E, sali, sali, sali, sali
cento metri, mille metri, verso il sole.
Un mare di luce, l’odore dell’erba,
e ti ricordi di quando eri forte,
e galoppavi, galoppa, galoppa,
galoppa, galoppa, galoppa, galoppa,
galoppa, galoppa, galoppa, galoppa,
galoppa, galoppa, galoppa, galoppa,
galoppa…
Aah-aah-aah.
Cavallo, cavallo cieco della miniera,
ora sei vecchio, vecchio e malato,
abbandonato, cerchi la mano dell’uomo.
«Peppì, come sei vecchio, Peppì, troppo vecchio.»
E senti una cosa accostata a un orecchio,
una cosa fredda dentro una mano, una mano che trema,
e senti ‹MBAM!›.
L’uomo di guarda e ti accarezza,
ma tu non senti,
tu galoppi, galoppi, galoppi, galoppi,
galoppi, galoppi, galoppi, galoppi,
galoppi, galoppi, galoppi, galoppi…
1. «È una canzone che parla di un cavallo, appunto si intitola ‟Cavallo cieco della miniera”. La storia è questa, la storia riguarda i cavalli che lavoravano anticamente nelle miniere in Sicilia, nelle miniere di zolfo, perché, in quei tempi, tiravano i carrelli i cavalli.

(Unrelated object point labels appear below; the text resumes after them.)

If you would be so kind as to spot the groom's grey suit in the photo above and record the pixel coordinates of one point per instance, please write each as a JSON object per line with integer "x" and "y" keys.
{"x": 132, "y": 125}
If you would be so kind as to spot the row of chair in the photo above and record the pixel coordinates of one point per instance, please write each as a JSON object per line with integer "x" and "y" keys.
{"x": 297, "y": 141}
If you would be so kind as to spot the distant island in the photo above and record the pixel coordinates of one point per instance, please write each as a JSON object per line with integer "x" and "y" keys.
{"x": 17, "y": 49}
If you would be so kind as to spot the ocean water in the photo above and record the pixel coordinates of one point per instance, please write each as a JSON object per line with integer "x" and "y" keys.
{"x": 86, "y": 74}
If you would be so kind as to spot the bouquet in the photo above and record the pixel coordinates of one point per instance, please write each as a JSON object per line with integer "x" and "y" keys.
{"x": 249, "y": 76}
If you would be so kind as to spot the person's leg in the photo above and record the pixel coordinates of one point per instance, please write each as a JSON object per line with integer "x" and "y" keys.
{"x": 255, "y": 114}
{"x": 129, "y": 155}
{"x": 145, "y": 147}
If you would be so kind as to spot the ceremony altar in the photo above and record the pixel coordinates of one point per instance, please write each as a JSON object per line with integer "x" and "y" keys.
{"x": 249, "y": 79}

Oggi è diverso, ci sono altri mezzi. E siccome stavano molto tempo sotto le miniere, i cavalli diventavano ciechi. E in Sicilia, anticamente, c’era questa festa tragica, che si chiamava appunto ‟La Pasqua dei cavalli”, ed era il padrone stesso del cavallo che lo portava su, al sole, e con un gesto tragico e pietoso lo eliminava.»